From hand painted eggs to dressing up as witches, the world is home to an array of Easter traditions…some more unique than others!
So in a bid to find out more, here are a few facts about Easter that may come as a surprise…
7 Unusual Easter Facts
1. A twist on the usual Easter eggs
The egg has always been synonymous with Easter. In ancient traditions, it symbolised life and new beginnings. In medieval Europe, eggs (blessed by priests) were often one of the first foods to be consumed after the Lenten fast. The practice of dyeing eggs however, dates back to early Syrian and Greek Christianity.
Crimson eggs, dyed to represent the blood of Christ, were exchanged amongst friends and family. This tradition, native to Austrian and German immigrants, was later introduced to America.
2. Colourful kites
So legend has it, a Bermudan teacher once used kites embellished with Jesus’ picture to effectively demonstrate the Ascension of Christ into heaven to his charges.
Because of this, Good Friday in Bermuda is to this day still represented by a sea of multi-coloured, double-sided kites, created using sticks and tissue paper. Those who visit the island at this time of year will be welcomed by a sky awash with colour
3. A fresh start
Many believe that donning new clothes at Easter time is good luck. In fact, superstation states a new wardrobe (or at least a new outfit) will bring you good luck for the remainder of the year. In the mid 1800’s, upper-class New Yorkers would parade Fifth Avenue in their finery after church services on Easter Sunday.
4. The Easter Witch
Instead of the usual Easter celebrations, a Halloween-like soirée takes place in both Sweden and various parts of Finland.
Children dressed in rags journey from door to door, grasping a copper kettle in search of treats. These children will often be brandishing willowy twigs, embellished with vibrant feathers in yellows, reds, pinks and blues. This bizarre event takes place on the Thursday or Saturday before Easter. The tradition comes from an old tale set on a German mountain. It was said that witches would fly to this landmark to cavort with Satan on the Thursday before Easter.
To scare the witches away, the locals would light large, blazing fires. This practice is still honoured today, with Swedes lighting both bonfires and setting off fireworks across the land in the run up to Easter Sunday. Asides from warding off evil spirits, many use this as an excuse to clear out their homes and gardens for the spring by throwing anything that is no longer needed on the bonfire. In some regions, these bonfires are lit at the end of April, as this is said to banish the remains of the winter months.

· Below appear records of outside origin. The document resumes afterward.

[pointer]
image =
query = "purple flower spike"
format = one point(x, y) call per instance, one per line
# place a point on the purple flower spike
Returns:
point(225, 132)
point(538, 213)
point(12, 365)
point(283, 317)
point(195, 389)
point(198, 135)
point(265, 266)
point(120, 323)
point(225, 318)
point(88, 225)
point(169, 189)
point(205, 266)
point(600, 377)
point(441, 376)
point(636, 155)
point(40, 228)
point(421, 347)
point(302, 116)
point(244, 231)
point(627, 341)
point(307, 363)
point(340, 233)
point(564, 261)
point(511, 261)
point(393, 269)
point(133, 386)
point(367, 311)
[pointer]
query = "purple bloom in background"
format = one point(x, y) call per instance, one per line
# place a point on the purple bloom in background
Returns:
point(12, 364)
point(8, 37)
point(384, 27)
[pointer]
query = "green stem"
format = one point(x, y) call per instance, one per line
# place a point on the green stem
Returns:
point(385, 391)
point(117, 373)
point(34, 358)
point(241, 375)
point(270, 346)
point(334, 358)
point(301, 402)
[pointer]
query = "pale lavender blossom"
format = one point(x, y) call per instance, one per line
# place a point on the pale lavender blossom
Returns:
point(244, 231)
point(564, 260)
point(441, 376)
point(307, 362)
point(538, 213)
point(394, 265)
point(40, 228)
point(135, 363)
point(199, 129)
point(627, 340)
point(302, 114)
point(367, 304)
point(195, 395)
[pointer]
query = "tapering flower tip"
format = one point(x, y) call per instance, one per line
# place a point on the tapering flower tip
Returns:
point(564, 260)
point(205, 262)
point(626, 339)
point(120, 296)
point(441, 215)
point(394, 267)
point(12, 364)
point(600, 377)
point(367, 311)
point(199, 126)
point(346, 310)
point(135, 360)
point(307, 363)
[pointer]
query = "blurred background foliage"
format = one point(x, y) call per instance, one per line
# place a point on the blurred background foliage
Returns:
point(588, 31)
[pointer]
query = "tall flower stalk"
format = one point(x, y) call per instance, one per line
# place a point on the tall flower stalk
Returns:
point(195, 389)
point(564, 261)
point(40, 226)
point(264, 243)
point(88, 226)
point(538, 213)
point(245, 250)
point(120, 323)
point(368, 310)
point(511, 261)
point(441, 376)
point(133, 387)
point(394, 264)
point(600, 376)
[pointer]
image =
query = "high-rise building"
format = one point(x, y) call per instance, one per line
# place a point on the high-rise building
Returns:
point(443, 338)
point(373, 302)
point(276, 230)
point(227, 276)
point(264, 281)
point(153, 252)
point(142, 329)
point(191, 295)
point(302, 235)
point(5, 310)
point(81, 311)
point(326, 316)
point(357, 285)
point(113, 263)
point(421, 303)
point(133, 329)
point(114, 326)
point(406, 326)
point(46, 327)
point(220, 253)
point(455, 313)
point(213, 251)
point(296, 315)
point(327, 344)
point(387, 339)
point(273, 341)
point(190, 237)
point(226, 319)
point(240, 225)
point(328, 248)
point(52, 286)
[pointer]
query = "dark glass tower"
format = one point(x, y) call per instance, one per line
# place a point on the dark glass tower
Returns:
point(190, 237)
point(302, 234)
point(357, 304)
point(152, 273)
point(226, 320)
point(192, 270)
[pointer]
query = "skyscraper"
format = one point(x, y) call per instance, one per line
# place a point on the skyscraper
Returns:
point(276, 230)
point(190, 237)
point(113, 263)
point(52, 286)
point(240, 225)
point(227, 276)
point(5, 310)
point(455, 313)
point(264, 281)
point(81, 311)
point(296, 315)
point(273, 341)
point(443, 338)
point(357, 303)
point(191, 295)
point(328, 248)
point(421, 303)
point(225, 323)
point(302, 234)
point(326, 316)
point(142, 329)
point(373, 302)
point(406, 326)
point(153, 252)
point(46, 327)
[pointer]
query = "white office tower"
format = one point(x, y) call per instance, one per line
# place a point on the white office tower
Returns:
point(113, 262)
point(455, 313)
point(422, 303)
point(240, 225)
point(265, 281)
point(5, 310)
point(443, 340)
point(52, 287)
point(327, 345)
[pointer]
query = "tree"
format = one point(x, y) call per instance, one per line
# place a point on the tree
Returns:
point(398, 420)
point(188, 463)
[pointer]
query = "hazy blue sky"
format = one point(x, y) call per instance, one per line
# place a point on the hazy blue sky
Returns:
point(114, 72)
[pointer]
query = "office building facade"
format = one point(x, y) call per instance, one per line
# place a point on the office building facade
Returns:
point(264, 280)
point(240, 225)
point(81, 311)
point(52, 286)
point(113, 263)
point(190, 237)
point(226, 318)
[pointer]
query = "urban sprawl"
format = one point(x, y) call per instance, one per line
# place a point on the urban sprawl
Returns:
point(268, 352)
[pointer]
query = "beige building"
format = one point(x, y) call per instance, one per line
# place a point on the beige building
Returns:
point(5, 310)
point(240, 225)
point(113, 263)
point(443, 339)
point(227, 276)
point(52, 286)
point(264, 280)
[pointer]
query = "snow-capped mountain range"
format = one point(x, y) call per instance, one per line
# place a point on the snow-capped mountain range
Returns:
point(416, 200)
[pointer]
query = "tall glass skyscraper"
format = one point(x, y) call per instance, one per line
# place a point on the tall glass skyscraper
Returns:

Another Swedish tale that still lives on today is the taboo of baptising a child or marrying during the week of Easter. Those who are superstitious still play by these rules and it was only recently that the likes of recreational complexes, such as cinemas, were permitted to open their doors on Good Friday.
5. The Easter Butter Lamb
The Baranek Wielkanocny, also known as the Easter Butter Lamb, is a large chunk of butter shaped a little like a woolly lamb. Polish, Slovenians and Russians are famed for celebrating Easter by creating such a masterpiece, which is often used as the centrepiece at an Easter meal.
Younger generations that are unsure of how to make this dish can buy it from local delis. This unusual edible sculpture is usually created by hand and sometimes, with a special mould. The recipe however is more about technique than ingredients. If attempting this yourself, it’s important to ensure the butter you’re using is at the correct temperature – too cold and it’s too difficult to work with, too soft and the texture will resemble anything but fur!

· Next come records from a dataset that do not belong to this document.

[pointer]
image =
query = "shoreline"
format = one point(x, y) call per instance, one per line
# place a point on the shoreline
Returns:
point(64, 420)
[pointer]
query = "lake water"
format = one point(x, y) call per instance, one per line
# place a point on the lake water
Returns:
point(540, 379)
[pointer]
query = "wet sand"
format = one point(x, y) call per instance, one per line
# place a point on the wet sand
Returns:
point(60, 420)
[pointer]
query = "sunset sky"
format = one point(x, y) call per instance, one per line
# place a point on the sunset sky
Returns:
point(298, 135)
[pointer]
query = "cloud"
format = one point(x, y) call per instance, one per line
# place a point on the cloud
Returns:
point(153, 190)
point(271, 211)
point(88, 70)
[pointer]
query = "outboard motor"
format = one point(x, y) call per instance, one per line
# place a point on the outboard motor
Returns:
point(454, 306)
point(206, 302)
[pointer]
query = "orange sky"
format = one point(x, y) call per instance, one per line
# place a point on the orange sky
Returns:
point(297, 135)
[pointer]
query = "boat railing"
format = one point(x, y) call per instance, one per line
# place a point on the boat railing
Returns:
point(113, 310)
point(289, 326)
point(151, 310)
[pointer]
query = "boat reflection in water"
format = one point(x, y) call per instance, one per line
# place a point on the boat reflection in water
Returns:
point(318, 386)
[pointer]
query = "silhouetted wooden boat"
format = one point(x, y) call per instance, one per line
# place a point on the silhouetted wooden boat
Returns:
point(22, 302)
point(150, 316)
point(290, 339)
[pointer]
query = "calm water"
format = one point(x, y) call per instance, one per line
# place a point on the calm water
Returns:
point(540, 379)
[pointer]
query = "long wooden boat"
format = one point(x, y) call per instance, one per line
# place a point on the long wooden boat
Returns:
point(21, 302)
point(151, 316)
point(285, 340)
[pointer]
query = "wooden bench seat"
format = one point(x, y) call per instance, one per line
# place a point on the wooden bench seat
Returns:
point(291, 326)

For best results, use a high quality, organic butter. When dining on this dish, most will begin at the base and work their way up – so that the lamb’s head is preserved throughout the meal.
6. Fireworks and clay pots
In Greece, the locals celebrate Easter with a colourful fireworks display, which takes place post-Easter mass at midnight.
On Easter Sunday, instead of hot cross buns, you can expect to enjoy a breakfast of steaming lamb’s stomach stew! The remainder of the lamb is roasted and served up for dinner. Another tradition involves hurling clay pots out of windows. One of the more unique events to take place however is in Corfu, where two churches commence battle with ‘Chios’ (firework rockets)!
7. Masked penitents
In Spain, particularly in the town of Seville, Easter comes in the shape of a festival called ‘Holy Week’. To celebrate, marching bands and lavish floats embellished with religious statues and candles sail through the vibrant streets, which at this time of year are buzzing with people.
However, it’s the masked ‘nazarenos’ (penitents) with their pointed hoods and colourful habits who take centre stage. Processions commence at midnight and finish in the early hours of the morning and if you wish to enjoy the full show, be sure to get an early night the evening before! As this festival is both popular with the locals and tourists, it’s wise to book a viewing space in advance.